Тяжелая дорожная карета медленно покатилась по набережной Невы.

Петербург разрастался и хорошел с каждым годом. В нем уже насчитывались десятки улиц. Прямые и длинные каналы с берегами, укрепленными сваями, чрезвычайно украшали город.

Царевич смотрел в открытое окно кареты. Погода была прекрасная. Нева, чуть взволнованная легким ветерком, бежала глубокая и темная; на речном просторе мелькали паруса. Домики на берегах реки выглядели свежо и нарядно, слышались веселые голоса людей. Но на душе у царевича было сумрачно и пусто.

Как встретит его заграница? Где удастся укрыться от страшного отца? Были моменты, когда царевичу хотелось приказать кучеру:

«Поворачивай обратно!»

Но он молчал.

* * *

На углу Невской перспективы[166] и Морской улицы достраивался большой каменный дом. Плотники устанавливали стропила.

Высокий, крепкий мастеровой в холщовом фартуке оторвался от работы, посмотрел вниз, приложив щитком руку к глазам, чтобы заслониться от солнца.

— Кажись, царевича карета, — заметил мастеровой.

— Гуляют, — хриплым голосом отозвался подручный, чумазый подросток.

— «Гуляют», — передразнил плотник. — Ты чего, Ферапошка, рот разинул? Смотри, галка залетит! Беги к десятнику за гвоздями. Боярское дело — гулять, в каретах раскатывать, наше дело — работать!

Плотник наклонился и стал обтесывать стропилину.

* * *

Алексею показалось, что сенат и Меншиков скупо снабдили его деньгами. Царевич занял в Риге у оберкомиссара Исаева пять тысяч червонцами и две тысячи рублей мелочью.

«Теперь хоть и до Рима, так хватит», — облегченно подумал Алексей.

Около Либавы царевич встретил тетку Марью Алексеевну, возвращавшуюся из Карлсбада в сопровождении Александра Кикина.

Марья Алексеевна и царевич долго разговаривали наедине. Марья Алексеевна ненавидела царицу Екатерину, она всей душой была за Евдокию Лопухину.

Царевна упрекнула племянника:

— Забыл мать! Ничего не пишешь, не посылаешь!

— Я пятьсот рублей ей отправил, — оправдывался царевич. — А писать что ж? Ей от моих писем пользы не будет, а мне худо…

Тетка разгневалась:

— Самолюбец! О себе думаешь! Помирился с отцом?

— Еду к батюшке, — угрюмо ответил Алексей.

— И благо. Отцу надобно угождать, это богу приятно. Какая прибыль в монастырь идти?

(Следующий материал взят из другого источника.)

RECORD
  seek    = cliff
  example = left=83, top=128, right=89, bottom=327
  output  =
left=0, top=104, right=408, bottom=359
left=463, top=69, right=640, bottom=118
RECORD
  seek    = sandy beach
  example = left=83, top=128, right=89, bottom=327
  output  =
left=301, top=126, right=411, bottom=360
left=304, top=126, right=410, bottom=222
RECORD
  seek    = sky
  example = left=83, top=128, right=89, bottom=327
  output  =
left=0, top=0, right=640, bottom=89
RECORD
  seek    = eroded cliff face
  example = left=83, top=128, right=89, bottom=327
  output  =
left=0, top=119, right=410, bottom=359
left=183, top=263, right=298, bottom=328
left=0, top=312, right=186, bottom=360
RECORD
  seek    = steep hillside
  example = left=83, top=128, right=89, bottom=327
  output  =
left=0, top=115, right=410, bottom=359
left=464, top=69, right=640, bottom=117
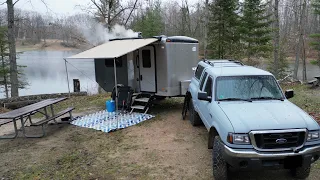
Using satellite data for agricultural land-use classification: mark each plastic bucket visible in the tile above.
[106,100,116,112]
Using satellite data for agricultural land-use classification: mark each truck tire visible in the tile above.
[189,99,202,126]
[212,136,228,180]
[291,165,311,179]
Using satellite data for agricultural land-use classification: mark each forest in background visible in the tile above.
[0,0,320,97]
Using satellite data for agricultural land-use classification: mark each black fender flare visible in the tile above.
[208,126,219,149]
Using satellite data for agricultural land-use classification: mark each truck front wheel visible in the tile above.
[189,99,202,126]
[212,136,228,180]
[291,165,311,179]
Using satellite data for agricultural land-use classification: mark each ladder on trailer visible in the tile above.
[130,93,154,114]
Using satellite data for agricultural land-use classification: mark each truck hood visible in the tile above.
[219,100,319,133]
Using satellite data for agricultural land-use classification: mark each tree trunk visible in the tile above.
[7,0,19,97]
[203,0,209,59]
[301,0,308,82]
[273,0,280,78]
[293,0,301,80]
[1,56,9,98]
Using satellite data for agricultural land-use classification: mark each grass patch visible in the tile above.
[282,84,320,113]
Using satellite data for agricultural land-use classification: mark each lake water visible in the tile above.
[1,51,98,97]
[0,51,320,98]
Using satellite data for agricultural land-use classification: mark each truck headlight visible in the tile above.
[228,133,250,144]
[307,131,319,141]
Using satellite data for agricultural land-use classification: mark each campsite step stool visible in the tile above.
[131,93,154,113]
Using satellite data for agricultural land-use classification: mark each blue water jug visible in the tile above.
[106,100,116,112]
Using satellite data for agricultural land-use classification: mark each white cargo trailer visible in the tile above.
[67,36,199,97]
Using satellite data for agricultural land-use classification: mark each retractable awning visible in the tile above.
[67,38,158,59]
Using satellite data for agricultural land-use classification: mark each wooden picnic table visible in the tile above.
[0,98,74,139]
[308,76,320,87]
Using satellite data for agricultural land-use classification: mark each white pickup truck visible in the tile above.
[185,60,320,180]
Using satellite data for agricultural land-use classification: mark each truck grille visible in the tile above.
[253,131,306,150]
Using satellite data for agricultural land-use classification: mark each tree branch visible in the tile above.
[124,0,138,26]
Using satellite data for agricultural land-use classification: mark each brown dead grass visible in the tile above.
[0,99,320,180]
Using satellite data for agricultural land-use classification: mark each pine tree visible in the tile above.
[310,0,320,66]
[208,0,240,59]
[239,0,272,65]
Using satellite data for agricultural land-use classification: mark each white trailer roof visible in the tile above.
[67,38,158,59]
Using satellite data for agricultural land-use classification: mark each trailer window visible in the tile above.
[195,65,204,80]
[142,50,151,68]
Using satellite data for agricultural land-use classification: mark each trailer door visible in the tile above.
[139,46,156,92]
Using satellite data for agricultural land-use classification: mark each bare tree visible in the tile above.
[6,0,19,97]
[203,0,209,59]
[273,0,280,77]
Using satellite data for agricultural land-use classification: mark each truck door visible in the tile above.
[198,76,213,127]
[139,46,156,92]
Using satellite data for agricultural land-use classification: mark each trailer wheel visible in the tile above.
[189,99,202,126]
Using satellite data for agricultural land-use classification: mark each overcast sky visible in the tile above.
[16,0,89,15]
[0,0,199,15]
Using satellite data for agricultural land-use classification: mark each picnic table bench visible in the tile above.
[0,98,74,139]
[308,76,320,87]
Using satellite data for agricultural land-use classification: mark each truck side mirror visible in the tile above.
[198,92,212,102]
[284,89,294,99]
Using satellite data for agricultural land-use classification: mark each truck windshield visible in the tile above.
[216,76,283,101]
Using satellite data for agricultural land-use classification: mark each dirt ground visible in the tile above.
[0,101,320,180]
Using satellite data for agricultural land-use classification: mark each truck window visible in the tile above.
[199,72,208,91]
[194,65,204,80]
[204,76,213,97]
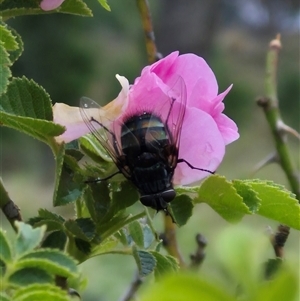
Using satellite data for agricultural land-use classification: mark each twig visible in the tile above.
[160,214,186,268]
[119,272,143,301]
[257,35,300,200]
[136,0,162,64]
[190,233,207,268]
[0,178,22,232]
[271,225,290,259]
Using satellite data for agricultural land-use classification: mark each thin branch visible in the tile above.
[0,178,22,232]
[160,214,186,268]
[271,225,290,259]
[136,0,161,64]
[119,272,143,301]
[257,35,300,200]
[190,233,207,268]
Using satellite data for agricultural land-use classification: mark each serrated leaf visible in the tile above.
[140,274,236,301]
[53,145,85,206]
[171,194,194,227]
[8,27,24,64]
[42,231,67,251]
[98,0,111,11]
[64,218,96,241]
[0,23,18,51]
[255,267,299,301]
[194,175,251,222]
[232,180,261,213]
[9,267,54,286]
[15,222,46,256]
[90,236,118,257]
[247,181,300,230]
[74,237,92,255]
[112,181,139,213]
[128,221,144,248]
[0,42,11,95]
[59,0,93,17]
[14,284,70,301]
[132,248,156,277]
[0,229,12,262]
[0,77,65,142]
[151,251,179,278]
[16,249,77,277]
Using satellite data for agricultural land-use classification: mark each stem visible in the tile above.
[257,35,300,200]
[136,0,185,267]
[136,0,160,64]
[162,215,186,268]
[0,178,22,232]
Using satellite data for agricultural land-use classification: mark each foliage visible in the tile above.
[0,219,78,301]
[0,0,300,301]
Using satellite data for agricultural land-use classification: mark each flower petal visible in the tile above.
[52,75,129,143]
[152,53,218,102]
[173,108,225,185]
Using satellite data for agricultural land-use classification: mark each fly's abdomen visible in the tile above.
[132,162,173,194]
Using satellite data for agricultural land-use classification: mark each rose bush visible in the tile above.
[54,52,239,185]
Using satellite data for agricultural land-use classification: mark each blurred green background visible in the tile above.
[0,0,300,301]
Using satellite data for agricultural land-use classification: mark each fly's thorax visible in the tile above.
[121,113,170,156]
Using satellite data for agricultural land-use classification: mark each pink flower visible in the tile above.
[54,52,239,185]
[40,0,64,11]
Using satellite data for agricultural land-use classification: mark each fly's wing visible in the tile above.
[145,76,187,167]
[165,76,187,149]
[80,97,122,166]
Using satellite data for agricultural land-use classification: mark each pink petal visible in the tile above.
[174,108,225,185]
[215,114,240,145]
[52,75,129,143]
[152,53,218,102]
[40,0,64,11]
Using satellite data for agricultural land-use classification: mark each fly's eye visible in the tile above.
[161,189,176,203]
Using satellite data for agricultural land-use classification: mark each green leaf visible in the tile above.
[0,292,12,301]
[53,144,85,206]
[14,284,70,301]
[59,0,93,17]
[150,251,179,278]
[194,175,251,222]
[128,221,144,248]
[42,231,67,251]
[9,267,54,286]
[0,23,19,51]
[132,248,156,277]
[247,180,300,230]
[171,194,194,227]
[0,42,11,95]
[111,181,139,213]
[4,27,24,64]
[90,236,118,257]
[64,218,96,241]
[0,77,64,142]
[140,274,236,301]
[16,249,77,277]
[98,0,111,11]
[255,267,299,301]
[232,180,261,213]
[15,222,46,256]
[0,229,12,262]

— Не знаю, буду ли батюшке угоден! Я сам себя не помню от горести, рад бы бог знает куда скрыться.

Царевна грубовато прикрикнула:

— Куда тебе от отца уйти?! Везде найдут!

Алексей уже раскрыл рот, чтобы рассказать тетке о своих планах. Последние слова царевны его остановили: он понял, что не встретит сочувствия.

— С Кикиным повидайся! — сказала Марья Алексеевна.

«Сама к нему направляет. Значит, судьба!» — суеверно подумал Алексей.

С Кикиным царевич свиделся тоже наедине.

— Нашел мне место? — нетерпеливо спросил царевич.

— Нашел! Поезжай в Вену, к цесарю. Там не выдадут.

Цесарь тебя примет как сына, тысячи по три гульденов на месяц даст.

Лицо Алексея озарилось радостью. Он был скуповат и любил деньги.

— Спасибо, Александр! Присоветуй, что делать, коли будут ко мне присланные от батюшки в Гданьск.

— Уйди ночью с единым слугой, а багаж и прочих людей брось. Коли же всего двое будет присланных, притворись больным; одного к царю наперед пошли, от другого утечешь.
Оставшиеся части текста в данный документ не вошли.